Wednesday, June 17, 2009

Food politics roundup


Mr. Obama ostentatiously treats himself to fries and burgers to beef up his average-Joe image (even though he’s anything but). Yet maybe when Charlie Gibson and Diane Sawyer come next week to broadcast a special on health care from inside the White House, the president should forgo the photo-op of the grease-stained bovine bag and take the TV stars out for what he really wants and America really needs: some steamed fish with a side of snap peas.


In fact, and sadly, the list of fish that I don’t eat is much longer than the list of fish that I do. One could argue, as I sometimes do (mostly to myself), that one shouldn’t eat fish at all, fearing that if fish lovers begin consuming those few remaining species that are not in trouble — sardines, mackerel, squid — we might just make quick work of them, too. But though that may be the easiest argument to phrase, it isn’t likely to be popular, nor will it help the cods and flounders.

Good grief:

Both parents left feeling they were being pushed out of P.S. 9, which they perceive as exhausted by Ms. Roth’s intense lobbying for, among other things, permission slips for any food not on the official lunch menu. It would not be the first time: The Roths previously lived in Millburn, N.J., where, after Ms. Roth waged war on the bagels and Pringles meal served to kids at lunch, received e-mail from one member of the P.T.A. that said, “Please, consider moving.” That was in 2006, and P.S. 9 has been hearing about its transgressions against healthy eating pretty much ever since.

(See also.)


PG said...

I don't think Ms.

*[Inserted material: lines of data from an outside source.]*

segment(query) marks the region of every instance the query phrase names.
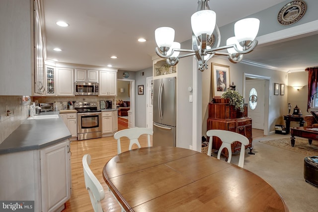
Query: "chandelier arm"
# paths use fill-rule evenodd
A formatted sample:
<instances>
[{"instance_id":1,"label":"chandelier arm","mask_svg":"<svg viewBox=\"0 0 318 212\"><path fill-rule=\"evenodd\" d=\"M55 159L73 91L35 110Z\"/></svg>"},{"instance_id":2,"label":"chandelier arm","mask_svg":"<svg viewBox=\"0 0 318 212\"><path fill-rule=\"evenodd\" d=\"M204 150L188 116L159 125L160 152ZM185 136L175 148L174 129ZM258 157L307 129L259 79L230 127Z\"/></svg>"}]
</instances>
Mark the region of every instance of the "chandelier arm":
<instances>
[{"instance_id":1,"label":"chandelier arm","mask_svg":"<svg viewBox=\"0 0 318 212\"><path fill-rule=\"evenodd\" d=\"M157 53L157 54L160 57L162 58L168 58L170 57L172 54L173 54L173 53L174 52L174 51L173 49L172 49L172 51L171 52L171 54L170 54L168 55L162 55L161 52L160 52L160 51L159 51L158 47L156 47L156 53Z\"/></svg>"},{"instance_id":2,"label":"chandelier arm","mask_svg":"<svg viewBox=\"0 0 318 212\"><path fill-rule=\"evenodd\" d=\"M241 60L243 59L243 55L239 54L238 55L239 55L238 56L238 57L235 57L235 56L234 57L233 57L233 55L229 54L229 56L228 57L228 59L232 63L235 63L235 64L239 63L239 62L241 62Z\"/></svg>"},{"instance_id":3,"label":"chandelier arm","mask_svg":"<svg viewBox=\"0 0 318 212\"><path fill-rule=\"evenodd\" d=\"M200 50L198 47L197 37L194 35L194 33L193 33L193 32L192 32L192 49L193 49L194 51L195 59L198 62L198 69L200 69L202 68L202 66L203 65L203 60L200 54Z\"/></svg>"},{"instance_id":4,"label":"chandelier arm","mask_svg":"<svg viewBox=\"0 0 318 212\"><path fill-rule=\"evenodd\" d=\"M214 53L215 55L223 55L225 56L228 56L230 55L230 53L228 52L215 52Z\"/></svg>"},{"instance_id":5,"label":"chandelier arm","mask_svg":"<svg viewBox=\"0 0 318 212\"><path fill-rule=\"evenodd\" d=\"M240 51L237 48L236 45L234 45L234 49L235 51L238 52L240 54L246 54L251 52L252 51L254 50L256 46L257 46L257 44L258 44L258 41L257 40L254 40L253 42L248 46L248 49L246 50Z\"/></svg>"},{"instance_id":6,"label":"chandelier arm","mask_svg":"<svg viewBox=\"0 0 318 212\"><path fill-rule=\"evenodd\" d=\"M221 47L217 47L217 48L213 48L210 49L207 49L206 51L206 52L208 53L208 52L215 52L217 51L219 51L219 50L223 50L224 49L230 49L230 48L233 48L235 46L235 44L231 44L231 45L228 45L227 46L221 46Z\"/></svg>"},{"instance_id":7,"label":"chandelier arm","mask_svg":"<svg viewBox=\"0 0 318 212\"><path fill-rule=\"evenodd\" d=\"M186 54L185 55L179 55L178 56L178 58L186 58L187 57L189 57L189 56L193 56L195 55L195 53L193 52L192 53L189 53L189 54Z\"/></svg>"}]
</instances>

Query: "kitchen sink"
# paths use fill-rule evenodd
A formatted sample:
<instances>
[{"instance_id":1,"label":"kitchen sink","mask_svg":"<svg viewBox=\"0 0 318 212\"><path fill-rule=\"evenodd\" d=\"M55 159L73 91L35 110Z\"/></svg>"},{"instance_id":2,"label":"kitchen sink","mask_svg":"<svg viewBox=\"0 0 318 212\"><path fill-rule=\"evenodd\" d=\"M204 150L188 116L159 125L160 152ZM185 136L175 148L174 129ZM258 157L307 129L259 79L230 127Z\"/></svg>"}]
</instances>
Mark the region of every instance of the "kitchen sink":
<instances>
[{"instance_id":1,"label":"kitchen sink","mask_svg":"<svg viewBox=\"0 0 318 212\"><path fill-rule=\"evenodd\" d=\"M27 119L28 120L38 120L38 119L57 119L60 118L57 114L53 115L35 115L33 117L29 117Z\"/></svg>"}]
</instances>

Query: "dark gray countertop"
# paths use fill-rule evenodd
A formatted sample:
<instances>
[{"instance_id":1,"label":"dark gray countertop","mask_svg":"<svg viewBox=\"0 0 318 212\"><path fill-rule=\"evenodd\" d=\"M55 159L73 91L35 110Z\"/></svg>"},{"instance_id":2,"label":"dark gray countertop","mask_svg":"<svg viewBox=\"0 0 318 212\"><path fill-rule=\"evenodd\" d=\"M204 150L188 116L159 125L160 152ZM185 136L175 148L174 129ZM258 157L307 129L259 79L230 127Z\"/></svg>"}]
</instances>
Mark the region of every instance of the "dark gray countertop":
<instances>
[{"instance_id":1,"label":"dark gray countertop","mask_svg":"<svg viewBox=\"0 0 318 212\"><path fill-rule=\"evenodd\" d=\"M58 114L59 112L37 115ZM62 118L26 120L0 144L0 154L39 149L72 137Z\"/></svg>"}]
</instances>

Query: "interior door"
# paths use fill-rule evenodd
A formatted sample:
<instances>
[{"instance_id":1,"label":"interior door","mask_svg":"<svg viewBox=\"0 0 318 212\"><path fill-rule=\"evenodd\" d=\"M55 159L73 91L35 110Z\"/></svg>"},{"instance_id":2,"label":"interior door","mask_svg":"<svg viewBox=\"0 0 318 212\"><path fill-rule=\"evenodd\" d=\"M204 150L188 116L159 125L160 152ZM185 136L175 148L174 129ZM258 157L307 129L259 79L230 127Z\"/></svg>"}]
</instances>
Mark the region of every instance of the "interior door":
<instances>
[{"instance_id":1,"label":"interior door","mask_svg":"<svg viewBox=\"0 0 318 212\"><path fill-rule=\"evenodd\" d=\"M252 119L252 128L264 130L265 79L246 80L245 103L247 116Z\"/></svg>"}]
</instances>

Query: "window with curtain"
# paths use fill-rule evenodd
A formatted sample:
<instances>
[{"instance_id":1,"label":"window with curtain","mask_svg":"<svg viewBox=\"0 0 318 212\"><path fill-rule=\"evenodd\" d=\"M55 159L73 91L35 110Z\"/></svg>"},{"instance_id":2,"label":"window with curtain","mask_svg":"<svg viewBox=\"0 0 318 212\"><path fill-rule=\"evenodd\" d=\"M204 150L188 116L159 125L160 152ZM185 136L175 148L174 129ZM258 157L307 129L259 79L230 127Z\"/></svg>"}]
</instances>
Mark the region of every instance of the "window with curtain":
<instances>
[{"instance_id":1,"label":"window with curtain","mask_svg":"<svg viewBox=\"0 0 318 212\"><path fill-rule=\"evenodd\" d=\"M318 108L318 97L317 96L317 87L318 83L318 67L308 68L305 71L308 71L308 98L307 102L307 112L312 107L312 102L315 100L312 105ZM316 106L316 105L317 105Z\"/></svg>"}]
</instances>

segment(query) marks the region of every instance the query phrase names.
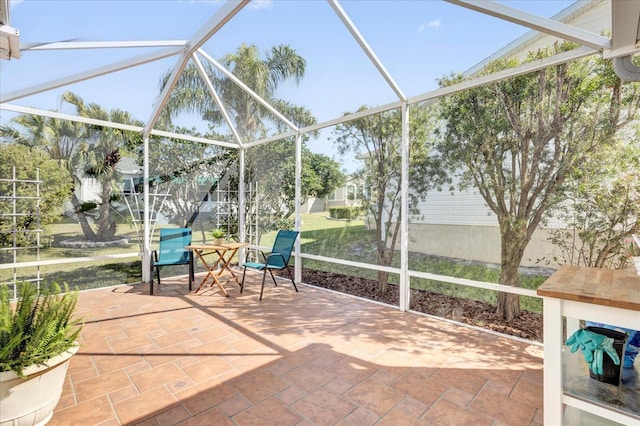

Roth qualifies as "food politics." The Guardian article makes clear that she has something closer to food psychological-condition-I'm-not-competent-to-diagnose.

Phoebe said...

Ah, but the NYT presentation suggests, nutty though she may be, there's a political angle to it as well. It could be (advocates the devil) that the leaders of the fight against childhood obesity happen to make their own children miserable, sort of like how (goes the myth) Ben Yehuda revived the Hebrew language, but screwed over his own kids by forcing them to speak a language that at the time only they spoke as a primary language. (How's that for another not-quite-workable analogy?)

asg said...

That's the same woman who made headlines for saying that last year's American Idol winner, Jordin Sparks, shouldn't have won because she was too fat.

Phoebe said...

No one's disputing her nuttiness. But presumably it's far more traumatizing to her own kids, who had to leave town because of cupcakes or whatever, than to a celebrity.

Phoebe said...

Oh, and the three passages are meant to go together, in a way, which I suppose I should explain. First there's Dowd, suggesting eliminating burgers and going with fish. Then there's Bittman, who's already had his say re: burgers, warning against fish. And finally there's Roth, who, save the occasional black bean, appears not to eat at all.

PG said...

It sounds like Roth has successfully brainwashed her kids, or at least her daughter. By the age of 7, I already knew that my parents didn't need to know about every little thing that happened outside the house that wouldn't have been allowed inside the house (e.g., I didn't cover my eyes when I saw people kissing, even though my mother would flip channels if a show depicted even a middle-aged married couple doing so). In contrast, the NYT article says that instead of just refusing treats, the kids obediently stick them in a Tupperware container to carry home to Mom, including a "juice pop," presumably a frozen popsicle that would have made a mess once it melted. Maybe these kids will be traumatized once they escape the parental loony bin, but for now they're good little soldiers in the fight against childhood obesity, which of course is the result of a once-a-week treat.

Phoebe said...

See, I'd bet that, if left alone in a room at a friend's house near some junk food, her kids would demolish it in no time. I guess this because kids of such families sometimes came over to play, and did just this, and I've heard enough stories of this happening at other homes and at summer camps, whenever the kid not allowed anything has a moment (he thinks he is) alone. The teacher's assumed to be an authority figure like the mother (if not, as in Portnoy's Complaint - another Roth connection! - an actual incarnation of the mother), who will not keep secrets safe.